Initially distributed in a limited white label pressing, “The Boy Who Used 2 Whistle” is one of several tracks that piqued interest in Winer’s work. At the time, the singer-songwriter was already evading the spotlight, and chose to release the track under the obscure pseudonym ©. Nonetheless, it reached influential British radio DJs like John Peel, who were understandably keen to decipher the identity behind this rubbery funk, with its gospel-like chorus, baggy drums, wispy vocals, and the occasional bout of record scratching. And while the “grandmother of trip-hop” moniker is far from flattering, you can certainly detect strains of Massive Attack, Tricky, and Portishead here, as well as the pungent scent of the chill-out room.
Poetry and literature are at the heart of Winer’s creative and personal lives.
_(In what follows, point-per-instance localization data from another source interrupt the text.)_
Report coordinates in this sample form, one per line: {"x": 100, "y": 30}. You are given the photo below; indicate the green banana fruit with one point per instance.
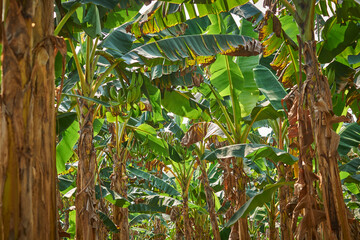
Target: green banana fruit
{"x": 113, "y": 93}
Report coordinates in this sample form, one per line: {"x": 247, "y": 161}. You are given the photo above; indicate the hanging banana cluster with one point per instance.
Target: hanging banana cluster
{"x": 134, "y": 89}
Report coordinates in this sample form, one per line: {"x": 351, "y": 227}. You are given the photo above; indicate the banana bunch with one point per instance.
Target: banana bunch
{"x": 116, "y": 97}
{"x": 134, "y": 89}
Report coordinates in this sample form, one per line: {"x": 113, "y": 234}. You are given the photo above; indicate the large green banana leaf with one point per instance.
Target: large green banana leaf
{"x": 256, "y": 201}
{"x": 269, "y": 86}
{"x": 163, "y": 15}
{"x": 154, "y": 181}
{"x": 349, "y": 138}
{"x": 253, "y": 151}
{"x": 191, "y": 50}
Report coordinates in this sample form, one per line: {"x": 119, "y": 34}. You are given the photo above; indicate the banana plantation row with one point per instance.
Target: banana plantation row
{"x": 140, "y": 119}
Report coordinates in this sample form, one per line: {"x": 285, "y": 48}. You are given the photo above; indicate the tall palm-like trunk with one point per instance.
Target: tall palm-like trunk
{"x": 210, "y": 201}
{"x": 27, "y": 122}
{"x": 121, "y": 215}
{"x": 319, "y": 102}
{"x": 316, "y": 125}
{"x": 86, "y": 217}
{"x": 239, "y": 230}
{"x": 185, "y": 213}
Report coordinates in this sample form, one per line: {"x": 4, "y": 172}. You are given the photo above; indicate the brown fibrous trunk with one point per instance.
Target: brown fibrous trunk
{"x": 86, "y": 216}
{"x": 27, "y": 122}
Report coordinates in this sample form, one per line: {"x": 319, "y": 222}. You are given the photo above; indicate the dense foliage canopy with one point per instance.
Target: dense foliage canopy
{"x": 161, "y": 108}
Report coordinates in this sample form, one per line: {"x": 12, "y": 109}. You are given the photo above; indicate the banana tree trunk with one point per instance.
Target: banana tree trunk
{"x": 86, "y": 217}
{"x": 240, "y": 229}
{"x": 284, "y": 196}
{"x": 319, "y": 102}
{"x": 210, "y": 201}
{"x": 119, "y": 182}
{"x": 27, "y": 122}
{"x": 185, "y": 212}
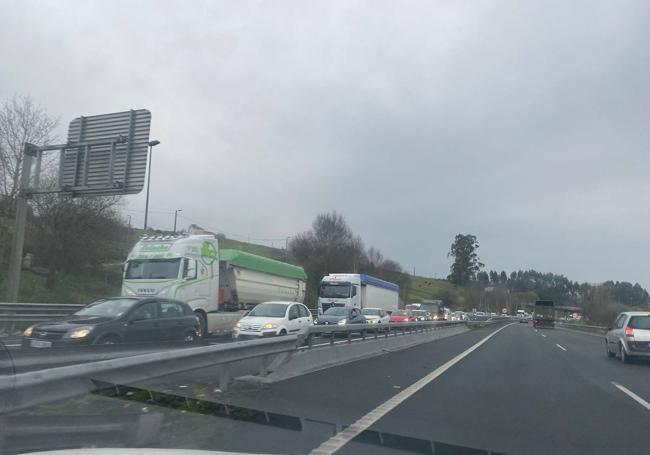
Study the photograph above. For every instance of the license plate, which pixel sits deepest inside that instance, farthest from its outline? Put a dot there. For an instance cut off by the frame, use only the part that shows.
(40, 344)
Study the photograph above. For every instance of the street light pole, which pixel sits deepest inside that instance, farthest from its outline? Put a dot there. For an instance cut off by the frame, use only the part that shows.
(146, 208)
(176, 217)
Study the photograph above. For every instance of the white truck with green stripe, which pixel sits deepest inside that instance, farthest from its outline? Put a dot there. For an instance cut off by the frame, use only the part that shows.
(193, 269)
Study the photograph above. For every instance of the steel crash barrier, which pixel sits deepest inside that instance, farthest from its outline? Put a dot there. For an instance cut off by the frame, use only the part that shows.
(276, 358)
(13, 316)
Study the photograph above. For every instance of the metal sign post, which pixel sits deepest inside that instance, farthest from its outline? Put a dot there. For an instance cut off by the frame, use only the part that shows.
(105, 155)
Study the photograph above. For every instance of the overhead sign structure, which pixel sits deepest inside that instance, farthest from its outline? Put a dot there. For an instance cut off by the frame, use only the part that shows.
(106, 154)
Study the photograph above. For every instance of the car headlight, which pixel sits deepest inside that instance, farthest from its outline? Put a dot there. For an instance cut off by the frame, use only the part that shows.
(80, 333)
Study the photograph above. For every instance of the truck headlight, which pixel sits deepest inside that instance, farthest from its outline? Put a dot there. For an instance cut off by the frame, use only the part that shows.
(80, 333)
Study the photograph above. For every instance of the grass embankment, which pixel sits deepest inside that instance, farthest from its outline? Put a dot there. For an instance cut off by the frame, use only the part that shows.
(69, 289)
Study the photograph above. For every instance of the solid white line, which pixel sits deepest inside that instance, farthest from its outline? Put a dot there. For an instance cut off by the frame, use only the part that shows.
(632, 395)
(340, 439)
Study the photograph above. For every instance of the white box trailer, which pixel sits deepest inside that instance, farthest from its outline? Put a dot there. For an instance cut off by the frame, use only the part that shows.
(193, 269)
(357, 290)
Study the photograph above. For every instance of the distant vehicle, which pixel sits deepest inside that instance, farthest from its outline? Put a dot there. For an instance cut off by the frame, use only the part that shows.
(629, 336)
(353, 290)
(270, 319)
(341, 316)
(421, 315)
(402, 316)
(544, 314)
(193, 269)
(376, 316)
(118, 320)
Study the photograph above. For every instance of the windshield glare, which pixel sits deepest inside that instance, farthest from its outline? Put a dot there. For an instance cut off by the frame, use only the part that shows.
(640, 322)
(371, 312)
(269, 310)
(108, 308)
(336, 311)
(152, 269)
(334, 291)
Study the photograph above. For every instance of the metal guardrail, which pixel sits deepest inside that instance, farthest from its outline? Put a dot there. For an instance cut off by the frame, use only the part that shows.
(584, 328)
(12, 314)
(25, 390)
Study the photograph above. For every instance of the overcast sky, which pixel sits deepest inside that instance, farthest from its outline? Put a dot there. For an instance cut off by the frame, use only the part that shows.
(524, 123)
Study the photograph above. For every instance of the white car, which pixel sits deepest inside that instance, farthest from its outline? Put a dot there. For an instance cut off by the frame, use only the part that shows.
(376, 316)
(273, 319)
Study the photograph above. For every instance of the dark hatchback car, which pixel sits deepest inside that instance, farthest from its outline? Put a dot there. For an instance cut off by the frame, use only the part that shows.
(118, 320)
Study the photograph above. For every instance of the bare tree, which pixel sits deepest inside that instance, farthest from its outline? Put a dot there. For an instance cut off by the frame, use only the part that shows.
(20, 121)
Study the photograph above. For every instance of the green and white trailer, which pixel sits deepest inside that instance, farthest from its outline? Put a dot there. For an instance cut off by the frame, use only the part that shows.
(214, 282)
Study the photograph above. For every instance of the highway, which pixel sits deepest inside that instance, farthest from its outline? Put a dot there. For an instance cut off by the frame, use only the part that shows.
(503, 389)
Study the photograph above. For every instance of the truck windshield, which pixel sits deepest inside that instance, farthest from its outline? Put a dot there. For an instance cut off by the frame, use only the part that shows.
(152, 269)
(337, 311)
(269, 310)
(334, 291)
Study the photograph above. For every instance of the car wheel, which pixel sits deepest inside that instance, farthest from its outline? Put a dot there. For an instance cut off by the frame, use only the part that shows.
(109, 339)
(624, 357)
(203, 325)
(190, 337)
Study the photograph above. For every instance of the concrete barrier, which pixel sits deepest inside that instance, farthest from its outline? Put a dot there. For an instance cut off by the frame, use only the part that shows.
(306, 361)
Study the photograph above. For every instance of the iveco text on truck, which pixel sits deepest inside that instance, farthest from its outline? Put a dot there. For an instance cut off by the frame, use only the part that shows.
(193, 269)
(357, 290)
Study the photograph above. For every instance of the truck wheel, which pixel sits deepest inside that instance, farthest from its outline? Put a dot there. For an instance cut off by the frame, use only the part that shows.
(624, 357)
(203, 324)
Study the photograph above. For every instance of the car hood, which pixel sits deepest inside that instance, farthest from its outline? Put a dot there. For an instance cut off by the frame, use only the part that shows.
(330, 318)
(260, 320)
(72, 322)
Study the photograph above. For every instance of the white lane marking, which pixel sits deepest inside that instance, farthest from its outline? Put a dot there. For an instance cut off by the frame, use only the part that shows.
(340, 439)
(632, 395)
In addition to her roles as musician, performer, and model, she also oversees the estate of influential beat poet Herbert Huncke. On “When I Was Walt Whitman,” a stomping, snarling highlight of this collection, she delivers the title with such hypnotic conviction that she might well convince you that she was, in fact, Whitman. “The words, they wrote themselves/ I just sat on my ass in a pretty hotel/ When I was Walt Whitman, boy,” Winer intones. As is often the case throughout Winer’s lyrical back catalog, it’s tantalizingly difficult to tell whether she is indulging in sincere reverence or mild revulsion.
On “Woodshedded,” released in 2018 on the imprint Bokeh Versions, Winer collaborated with avid fan and fellow outsider Jay Glass Dubs, an experimental musician based in Athens, Greece. Dubs recorded all of their extended EP YMFEES alone in his studio, with Winer communicating only via email. Her correspondence shapes his dark, skeletal beats with vocal responses that quickly evolved into a distant shared sound, brimming with a unique chemistry that’s especially compelling given that Dubs and Winer have yet to meet in person. Although Dubs’s work here is characteristically glacial and murky, it is undoubtedly in thrall to the same open-minded musical landscape in which Winer had her first creative epiphanies.
Conjuring an unexpectedly homely and almost proto-grunge feel, “Skin” is perhaps the most accessible moment on Witch and certainly that in which Winer appears to offer a glimpse of heart on her sleeve. Of course, it’s still loaded with obscure details (“Tyson on the TV, a compass through my hair”) but the mood is self-celebratory. “Between the vision and the madness, between what I mean and what I say…” sings Winer, clearly and affirmatively. “Between skepticism and curiosity…Between the music, and the sheets.” In the small details, the ironies and the conflicts of human relationships, Winer finds inspiration and meaning, and perhaps even pleasure.
It would be misleading to call When I Hit You… a dance record, but the compilation nonetheless builds a lot of beats around Winer’s cadence—which has an interesting, natural rhythm of its own. A particularly enjoyable break anchors “Tree,” in which Winer merrily skips back-and-forth through time, employing surreal and sometimes violent imagery. Sampled strings give the track a distinctly folkloric feel, littered with references to Irish kings and the rocks that have broken their arms and legs. “Give me an inch, and I’ll go for your throat,” cautions Winer.